Fossil tracks in the dried sludge. A corpse in a doorway dried to leather. Grimacing at the day. He pulled the boy closer. Just remember that the things you put into you head are there forever, he said. You might want to think about that.

You forget some things, don’t you?

Yes. You forget what you want to remember and you remember what you want to forget.

The novel’s spare language corresponds with the wasteland the father and the son are going through. Short and seemingly terse dialogs, which are not separated from the narration itself with any punctuation, but simply emerge and vanish, appear to suggest that in a world without future there is no point to talking. Yet, despite their triviality, they are revealing.

There is no great ending to the novel. In fact, the ending is the only disappointing aspect of McCarthy’s narrative. It may be pleasing to the crowd, but it is frustratingly inappropriate. On the other hand, the deus-ex-machina resolution ensures that the book be read as a religious parable rather than rationalist sci-fi.

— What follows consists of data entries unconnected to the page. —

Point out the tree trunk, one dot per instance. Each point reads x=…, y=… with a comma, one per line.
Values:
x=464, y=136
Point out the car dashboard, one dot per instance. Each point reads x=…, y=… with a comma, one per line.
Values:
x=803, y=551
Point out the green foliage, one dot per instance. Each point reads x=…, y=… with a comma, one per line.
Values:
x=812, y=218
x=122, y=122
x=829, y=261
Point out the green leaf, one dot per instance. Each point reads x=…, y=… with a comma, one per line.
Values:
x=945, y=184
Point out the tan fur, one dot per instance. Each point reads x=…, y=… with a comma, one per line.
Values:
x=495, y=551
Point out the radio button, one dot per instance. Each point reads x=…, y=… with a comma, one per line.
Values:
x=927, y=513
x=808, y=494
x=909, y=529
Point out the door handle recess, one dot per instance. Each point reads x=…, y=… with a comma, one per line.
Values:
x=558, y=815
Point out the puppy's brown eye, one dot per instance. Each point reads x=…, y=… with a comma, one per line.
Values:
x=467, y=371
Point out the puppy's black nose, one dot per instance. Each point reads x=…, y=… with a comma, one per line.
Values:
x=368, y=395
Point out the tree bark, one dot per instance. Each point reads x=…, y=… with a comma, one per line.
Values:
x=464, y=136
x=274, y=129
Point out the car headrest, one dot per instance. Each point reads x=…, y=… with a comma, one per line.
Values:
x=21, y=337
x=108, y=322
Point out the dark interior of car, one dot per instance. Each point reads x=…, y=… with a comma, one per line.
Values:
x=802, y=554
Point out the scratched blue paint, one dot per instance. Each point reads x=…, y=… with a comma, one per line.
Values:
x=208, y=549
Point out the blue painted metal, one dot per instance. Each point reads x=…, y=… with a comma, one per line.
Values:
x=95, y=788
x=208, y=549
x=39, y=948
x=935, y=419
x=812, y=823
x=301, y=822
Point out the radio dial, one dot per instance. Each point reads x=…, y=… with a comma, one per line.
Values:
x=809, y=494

The Road is one of the most powerful novels of recent years, which definitely deserves a place in the American literary canon. It presents a warning post-apocalyptic vision of a world where only shreds of hope are left to hold on to. One often wonders what propels the father and the son to move forward. It is not clear what their destination is; the journey seems to be the point. They struggle to survive. They do not give up. They do not turn into monsters although the environment they live in invites them to. In a world where only the fittest survive, they cling to what remained of humanity and obey almost forgotten unwritten laws and rules. In a world that has survived its end and has no future, they “carry the fire” and seek meaning.